Timber’s long-legged self could easily walk onto the mattress, but she spins like a whirling dervish, building up momentum for a dramatic triple gainer. A built-in heat seeking navigation system allows her to accurately identify her target. After performing a diving crossbody maneuver, she hits my midsection with a thud. Rendered helpless while enveloped in a weighted meat blanket, I struggle to escape my canine captor.
Even the most physically robust individual doesn’t possess enough strength to remove Timber when she settles in for the night. And settle in, she does. Squeezing under the covers and rolling into a tight ball, Timber’s head rests comfortably on my pillow. If she were sprinkled with raisins, she’d resemble an 80-lb cinnamon bun.
With eyes tightly shut, Timber pretends not to hear my plaintive cries of “OFF!” The headstrong hound hunkers down into concrete mode, increasing her body weight ten-fold while pinning me to the bed.
I cannot move and can no longer feel my lower extremities. Timber’s trusty accomplice, Trooper, is sleeping on my legs, cutting off circulation. When I finally break free and try to stand, my gangrenous feet fall off.
Banal commands prove ineffective. If I’m ever to sleep again, I must deploy some good old-fashioned ingenuity. Something to catch them off-guard. I’m not talking about ringing the doorbell sending them scattering while nailing plywood over the bedroom door. Pfft! That’s for amateurs!
It’s time for full-scale psychological warfare.
Reaching into the nightstand drawer, I remove a defensive mechanism. With steady hand, I take aim towards the mattress, discharging my weapon with the push of a button. The nuclear charged device sends a shockwave through the bed and an explosion of surprised Malinois levitate, fleeing the room.
Victorious, I place the bed remote on the nightstand.

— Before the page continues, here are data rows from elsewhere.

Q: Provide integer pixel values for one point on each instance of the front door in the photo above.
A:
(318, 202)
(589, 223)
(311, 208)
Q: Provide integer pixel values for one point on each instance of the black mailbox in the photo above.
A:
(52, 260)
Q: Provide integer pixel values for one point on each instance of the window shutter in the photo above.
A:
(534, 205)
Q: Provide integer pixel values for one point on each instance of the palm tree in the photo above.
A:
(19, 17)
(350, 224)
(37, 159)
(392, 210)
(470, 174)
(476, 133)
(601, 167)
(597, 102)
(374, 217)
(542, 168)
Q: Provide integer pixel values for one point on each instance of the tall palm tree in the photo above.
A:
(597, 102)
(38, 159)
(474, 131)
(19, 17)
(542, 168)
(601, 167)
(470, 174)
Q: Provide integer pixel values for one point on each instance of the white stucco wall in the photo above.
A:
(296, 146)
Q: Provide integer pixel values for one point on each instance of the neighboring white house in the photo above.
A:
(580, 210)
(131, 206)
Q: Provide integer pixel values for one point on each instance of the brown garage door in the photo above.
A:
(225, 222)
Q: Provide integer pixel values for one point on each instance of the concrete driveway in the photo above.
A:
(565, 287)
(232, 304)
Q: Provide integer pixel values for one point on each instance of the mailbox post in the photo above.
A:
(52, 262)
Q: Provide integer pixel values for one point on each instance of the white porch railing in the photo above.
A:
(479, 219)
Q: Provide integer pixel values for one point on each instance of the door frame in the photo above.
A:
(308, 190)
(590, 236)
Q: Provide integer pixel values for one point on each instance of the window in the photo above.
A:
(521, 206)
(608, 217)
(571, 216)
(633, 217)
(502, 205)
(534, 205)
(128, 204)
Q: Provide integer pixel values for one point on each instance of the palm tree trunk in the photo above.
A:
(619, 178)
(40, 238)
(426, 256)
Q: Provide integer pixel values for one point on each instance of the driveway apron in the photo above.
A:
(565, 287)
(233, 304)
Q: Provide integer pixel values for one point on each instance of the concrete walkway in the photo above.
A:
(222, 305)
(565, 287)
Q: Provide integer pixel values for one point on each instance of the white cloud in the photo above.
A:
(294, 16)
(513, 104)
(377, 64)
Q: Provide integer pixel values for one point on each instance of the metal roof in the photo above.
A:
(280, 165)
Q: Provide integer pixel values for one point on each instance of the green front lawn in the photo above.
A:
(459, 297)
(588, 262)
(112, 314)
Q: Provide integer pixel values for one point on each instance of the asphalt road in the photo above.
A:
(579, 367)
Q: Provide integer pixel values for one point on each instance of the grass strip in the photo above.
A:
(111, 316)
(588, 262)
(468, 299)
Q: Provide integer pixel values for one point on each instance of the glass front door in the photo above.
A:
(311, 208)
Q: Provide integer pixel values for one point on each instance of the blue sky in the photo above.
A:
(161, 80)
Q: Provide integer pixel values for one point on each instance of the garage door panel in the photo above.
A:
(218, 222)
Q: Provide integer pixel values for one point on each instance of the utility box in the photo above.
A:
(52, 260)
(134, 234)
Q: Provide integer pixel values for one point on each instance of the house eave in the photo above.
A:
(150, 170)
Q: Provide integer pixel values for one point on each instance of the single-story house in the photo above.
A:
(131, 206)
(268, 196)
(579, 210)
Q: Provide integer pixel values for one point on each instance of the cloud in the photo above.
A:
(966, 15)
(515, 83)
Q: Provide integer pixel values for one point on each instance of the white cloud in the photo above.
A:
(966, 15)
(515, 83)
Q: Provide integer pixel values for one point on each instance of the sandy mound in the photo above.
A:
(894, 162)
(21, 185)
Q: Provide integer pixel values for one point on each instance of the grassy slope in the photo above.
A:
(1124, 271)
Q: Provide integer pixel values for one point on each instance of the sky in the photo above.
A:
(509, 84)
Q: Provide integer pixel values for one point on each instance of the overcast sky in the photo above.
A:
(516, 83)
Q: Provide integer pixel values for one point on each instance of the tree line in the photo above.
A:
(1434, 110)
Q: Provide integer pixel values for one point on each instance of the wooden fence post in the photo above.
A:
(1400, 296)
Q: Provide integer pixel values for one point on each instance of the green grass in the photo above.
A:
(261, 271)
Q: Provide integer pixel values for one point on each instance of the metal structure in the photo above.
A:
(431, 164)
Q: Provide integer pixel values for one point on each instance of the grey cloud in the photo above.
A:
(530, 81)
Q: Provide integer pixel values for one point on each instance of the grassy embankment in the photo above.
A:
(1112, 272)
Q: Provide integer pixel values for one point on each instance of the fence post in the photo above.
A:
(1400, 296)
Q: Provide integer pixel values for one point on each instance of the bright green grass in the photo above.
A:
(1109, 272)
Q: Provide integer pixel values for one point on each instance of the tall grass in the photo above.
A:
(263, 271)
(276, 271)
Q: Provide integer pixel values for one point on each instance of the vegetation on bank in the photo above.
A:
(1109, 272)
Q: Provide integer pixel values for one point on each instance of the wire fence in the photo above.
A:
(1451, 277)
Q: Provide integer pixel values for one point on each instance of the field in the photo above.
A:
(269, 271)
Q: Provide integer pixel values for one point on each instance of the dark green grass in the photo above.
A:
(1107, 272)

The seldom used massage feature does little to amend sore muscles but is an ingenious tool for scaring dogs. Snuggling under the covers, I smile contentedly. Unshackled from a pretzel position, I stretch out, take in a glorious breath of freedom, and fall into blissful slumber.
For five-minutes.
I’m awakened by my bladder but can’t risk leaving my post. I shall wait it out. I wait, and wait, and wait. But I can’t outlast the call of nature and reluctantly shuffle to the bathroom. Minutes later, I reverse my steps and stumble gracelessly through the darkness.
In my brief absence, the dogs rallied, formed a coup, and seized the bed as their own. I flip on the light to find four dogs on the bed, along with several others I don’t recognize. My clean sheets are defiled, the remote has been chewed up, and my spirit has been broken.
Hanging my head in transitory surrender, I submissively schlep to the couch, where the dogs are already waiting.
I am laughing uncomfortably!!
Uncomfortable laughter is the best kind!
So true. The allure of fresh bedding is just too much. I have two female dobermans and that hit home😀
Two Dobermans? You’re in good company!